The next day he was still there. "Did she work anywhere?" I asked.
He nodded. "She was a typist. I telegraphed her former boss. All they know is that she left her job to get married."
Harry met every train for the next few days. The railroad and police made routine checks, but nobody was any real help. They seemed to think May had played a trick on him, but I never believed that.
After about two weeks, I told Harry my theory. "If you wait long enough," I said, "you'll see her coming up those stairs someday." He turned and looked at the stairs as though he had never seen them before.
The next day, Harry was behind the counter of Tony's magazine stand. "Well, I had to get a job somewhere, didn't I?" he said sheepishly. He began working for Tony. We never spoke of May again, but I noticed Harry always watched every person who came up the stairs.
Toward the end of the year, Tony was killed in a gambling argument. His widow left Harry in charge of the stand.

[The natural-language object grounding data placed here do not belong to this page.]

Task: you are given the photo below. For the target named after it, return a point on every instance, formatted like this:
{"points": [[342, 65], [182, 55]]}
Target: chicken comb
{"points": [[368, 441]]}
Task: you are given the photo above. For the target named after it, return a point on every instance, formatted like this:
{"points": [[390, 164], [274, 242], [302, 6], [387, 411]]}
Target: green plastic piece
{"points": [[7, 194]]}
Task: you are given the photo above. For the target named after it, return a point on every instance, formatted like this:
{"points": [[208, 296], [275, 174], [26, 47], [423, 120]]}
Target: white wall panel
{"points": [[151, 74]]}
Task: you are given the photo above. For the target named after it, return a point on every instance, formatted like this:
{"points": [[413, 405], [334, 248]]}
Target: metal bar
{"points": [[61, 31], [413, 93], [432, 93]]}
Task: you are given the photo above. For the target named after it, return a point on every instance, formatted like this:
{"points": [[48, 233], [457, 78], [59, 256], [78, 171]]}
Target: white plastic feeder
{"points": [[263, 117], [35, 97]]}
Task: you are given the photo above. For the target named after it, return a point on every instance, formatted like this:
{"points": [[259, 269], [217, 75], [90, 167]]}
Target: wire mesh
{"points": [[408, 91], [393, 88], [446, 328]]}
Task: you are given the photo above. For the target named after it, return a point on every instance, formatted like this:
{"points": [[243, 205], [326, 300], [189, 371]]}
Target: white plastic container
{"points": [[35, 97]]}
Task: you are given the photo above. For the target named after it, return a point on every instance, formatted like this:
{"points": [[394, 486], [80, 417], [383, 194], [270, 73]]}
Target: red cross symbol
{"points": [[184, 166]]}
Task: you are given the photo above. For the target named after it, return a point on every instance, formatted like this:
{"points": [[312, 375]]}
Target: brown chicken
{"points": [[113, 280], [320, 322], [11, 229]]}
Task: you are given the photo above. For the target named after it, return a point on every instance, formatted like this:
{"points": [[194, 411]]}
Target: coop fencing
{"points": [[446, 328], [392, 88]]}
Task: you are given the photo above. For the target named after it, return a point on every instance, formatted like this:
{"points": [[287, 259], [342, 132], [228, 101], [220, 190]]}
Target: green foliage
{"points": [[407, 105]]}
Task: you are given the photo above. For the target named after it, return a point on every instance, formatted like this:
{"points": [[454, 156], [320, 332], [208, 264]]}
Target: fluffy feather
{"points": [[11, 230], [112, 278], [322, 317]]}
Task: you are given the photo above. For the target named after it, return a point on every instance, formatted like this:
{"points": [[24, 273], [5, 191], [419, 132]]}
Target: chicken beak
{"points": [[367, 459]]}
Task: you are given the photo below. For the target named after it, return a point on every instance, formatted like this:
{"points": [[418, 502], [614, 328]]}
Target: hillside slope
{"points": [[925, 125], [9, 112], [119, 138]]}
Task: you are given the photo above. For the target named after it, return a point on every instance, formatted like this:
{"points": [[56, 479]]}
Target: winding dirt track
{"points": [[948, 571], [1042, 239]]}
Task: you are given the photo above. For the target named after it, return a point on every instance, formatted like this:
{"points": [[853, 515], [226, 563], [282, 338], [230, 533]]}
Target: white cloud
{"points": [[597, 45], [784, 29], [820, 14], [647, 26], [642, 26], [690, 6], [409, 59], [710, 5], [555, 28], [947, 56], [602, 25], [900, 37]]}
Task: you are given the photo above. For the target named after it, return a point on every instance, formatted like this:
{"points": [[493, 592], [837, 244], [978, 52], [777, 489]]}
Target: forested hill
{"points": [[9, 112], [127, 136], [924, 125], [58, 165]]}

Later, when she remarried, Harry bought it. He borrowed money, installed a soda fountain, and soon had a nice little business.
Then came yesterday. I heard a cry and things falling. It was Harry. He had jumped over the counter, upsetting dolls and other items. He ran and grabbed a girl not ten feet from my window. She was small and dark, her eyebrows coming to a little point in the middle.
For a while, they just held each other, laughing and crying. She said things like, "It was the bus station I meant..." and he kissed her and told her all he had done to find her. Apparently, three years before, May had come by bus, not train. In her telegram, "station" meant bus station, not railroad station. She had waited at the bus station for days, spent all her money trying to find Harry, and finally got a typing job.
"What?" said Harry. "Have you been working in town? All the time?"
She nodded.
"Heavens! Didn't you ever come down here to the station?" He pointed to his magazine stand. "I've been there all the time. I own it. I've watched everybody that came up the stairs."
She began to look pale. She looked at the stairs and said weakly, "I never came up these stairs before. You see, I went out of town yesterday on a short business trip... Oh, Harry!" Then she threw her arms around his neck and began to cry.
After a minute, she backed away and pointed stiffly toward the north end of the station. "Harry, for three years, for three solid years, I've been right over there... working in this very station, typing, in the office of the stationmaster."